Prime Minister Benjamin Netanyahu is an admirer of Winston Churchill and views him as a role model, not only because of the cigar smoking, the love of history and the hobnobbing with millionaires. Netanyahu admires Churchill because of his warning against the rise of the Nazis, which isolated Churchill politically and branded him as an extremist warmonger during Britain's conciliatory period toward Hitler. Netanyahu identifies with the feeling of being a small minority that is right, warning against the danger while being ignored by the majority, which goes about enjoying itself until he is called from the political sidelines to save his people.

Netanyahu compared himself to Churchill when he opposed the Oslo Accords and earned the hostility of the Israeli "elites" who supported the Oslo process. He saw his election in 1996 as a mission to save the nation and stop Oslo, as Churchill was appointed prime minister after his dark prophecies came true in World War II.

During his decade out of power, Netanyahu found his Nazi Germany in Iran. He stood at the head of the people warning against the terror of Iranian nuclear power in the face of the indifference of the Israeli public and international community. When he declared two years ago that "the year is 1938 and Iran is Germany," the hidden message was "Ahmadinejad is Hitler and I am Churchill." When he returned to power, thwarting the Iranian threat was for Netanyahu a central aim.

The wars in Lebanon and Gaza helped Netanyahu adopt another aspect of the Churchill legacy, the bombings of German cities. When Israel is criticized for bombing Beirut and Gaza, Netanyahu responds by mentioning Dresden and Hamburg. He commonly says Britain and the United States killed many more German civilians during World War II than vice versa, yet it is clear who was the aggressor and who was the justified side in that war. In his speech to the UN General Assembly, Netanyahu mentioned how Churchill had warned that he was not heeded until the threat actually materialized, and alluded to him as the bomber of Dresden.

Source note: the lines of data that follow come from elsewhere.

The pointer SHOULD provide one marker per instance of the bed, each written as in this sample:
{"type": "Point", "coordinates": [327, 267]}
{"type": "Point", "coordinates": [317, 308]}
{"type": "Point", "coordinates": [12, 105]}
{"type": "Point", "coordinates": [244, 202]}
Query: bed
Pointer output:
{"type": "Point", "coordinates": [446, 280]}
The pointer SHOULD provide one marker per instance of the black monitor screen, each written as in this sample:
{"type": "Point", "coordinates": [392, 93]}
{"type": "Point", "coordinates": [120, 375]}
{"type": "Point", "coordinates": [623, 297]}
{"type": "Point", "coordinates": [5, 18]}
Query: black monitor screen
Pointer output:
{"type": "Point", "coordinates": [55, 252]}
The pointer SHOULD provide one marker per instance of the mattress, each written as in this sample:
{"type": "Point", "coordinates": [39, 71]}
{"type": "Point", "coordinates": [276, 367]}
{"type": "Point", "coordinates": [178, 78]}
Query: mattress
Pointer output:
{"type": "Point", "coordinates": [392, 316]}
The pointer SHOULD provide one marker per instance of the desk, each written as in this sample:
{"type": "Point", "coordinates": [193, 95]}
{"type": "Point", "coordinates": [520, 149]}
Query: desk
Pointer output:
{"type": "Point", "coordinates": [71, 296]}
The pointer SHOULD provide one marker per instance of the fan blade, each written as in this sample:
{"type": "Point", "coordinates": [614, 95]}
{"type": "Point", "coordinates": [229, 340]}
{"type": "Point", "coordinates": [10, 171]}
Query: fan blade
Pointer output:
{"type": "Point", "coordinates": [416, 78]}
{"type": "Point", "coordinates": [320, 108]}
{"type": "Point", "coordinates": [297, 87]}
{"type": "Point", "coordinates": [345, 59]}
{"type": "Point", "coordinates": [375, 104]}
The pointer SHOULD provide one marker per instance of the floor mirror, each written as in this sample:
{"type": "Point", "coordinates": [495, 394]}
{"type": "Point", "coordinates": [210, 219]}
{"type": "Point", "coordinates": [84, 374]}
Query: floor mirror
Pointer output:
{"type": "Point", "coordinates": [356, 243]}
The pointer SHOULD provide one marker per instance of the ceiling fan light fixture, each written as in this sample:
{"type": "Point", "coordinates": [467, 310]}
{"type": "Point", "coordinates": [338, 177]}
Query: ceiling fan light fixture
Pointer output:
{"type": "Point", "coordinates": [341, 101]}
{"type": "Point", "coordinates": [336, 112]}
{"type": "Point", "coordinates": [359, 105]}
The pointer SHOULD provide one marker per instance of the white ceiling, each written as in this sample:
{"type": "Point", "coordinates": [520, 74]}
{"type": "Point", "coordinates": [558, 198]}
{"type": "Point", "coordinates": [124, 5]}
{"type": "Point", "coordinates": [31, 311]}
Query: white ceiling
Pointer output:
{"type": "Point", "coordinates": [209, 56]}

Churchill was great as a leader in war and an artist in public relations and marshaling public opinion. But even the greatest leader cannot tilt the balance of power only by virtue of his charisma. Churchill understood this well and did not delude himself that Britain alone would overcome Hitler. So he made enormous efforts to bring the United States into the war.

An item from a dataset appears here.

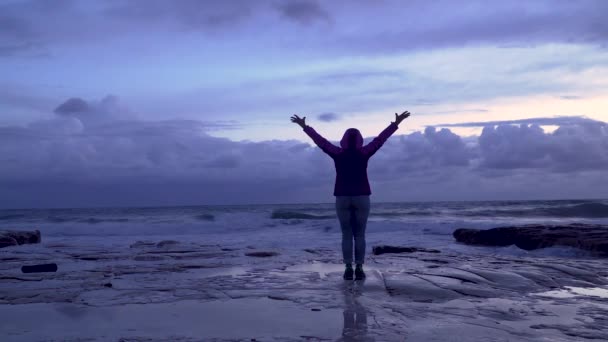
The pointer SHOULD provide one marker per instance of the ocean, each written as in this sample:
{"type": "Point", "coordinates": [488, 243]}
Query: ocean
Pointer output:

Like Netanyahu, Churchill also believed in "if they give, they'll get" as a fundamental principle of statecraft. The American support he received came at a price: the dismantling of the British Empire. Franklin D. Roosevelt opposed British colonialism, and in his first meeting with Churchill, when the United States was helping Britain but had not yet entered the war, the two signed the Atlantic Charter, which promised self-government for all peoples.

The surrender of the empire was not easy for Churchill, who deeply opposed the liberation of the colonies, especially granting independence to India. He called Mahatma Ghandi "a seditious ... lawyer, now posing as a fakir ... striding half-naked up the steps of the viceregal palace." But that was when Britain was at the height of its power. As it lay exhausted and wounded before the Nazi enemy, and Churchill desperately needed American assistance, he retreated from his position. Three months after Pearl Harbor, Churchill dispatched the popular minister Stafford Cripps to India with a proposal for phased independence in exchange for Indian support for the war against the Nazis and Japanese.

The mission failed - Ghandi and the Hindi leaders refused to support Britain, and only the Muslims agreed - but the offer of independence could not be withdrawn. "India is lost," Churchill said at the end of the war. Only his defeat in the elections after the war released Churchill from taking apart the his beloved empire with his own two hands.

In Netanyahu's view, the Iranian threat against Israel resembles the Nazi threat on Britain. Like Churchill, Netanyahu hopes for American help to lift the threat; like Roosevelt, U.S. President Barack Obama demands the dismantling of Israel's little empire in the territories and the liberation of the Palestinians from occupation. It will be interesting to see whether Netanyahu also learns this lesson from the leader he admires, or whether the analogy ends with bombing.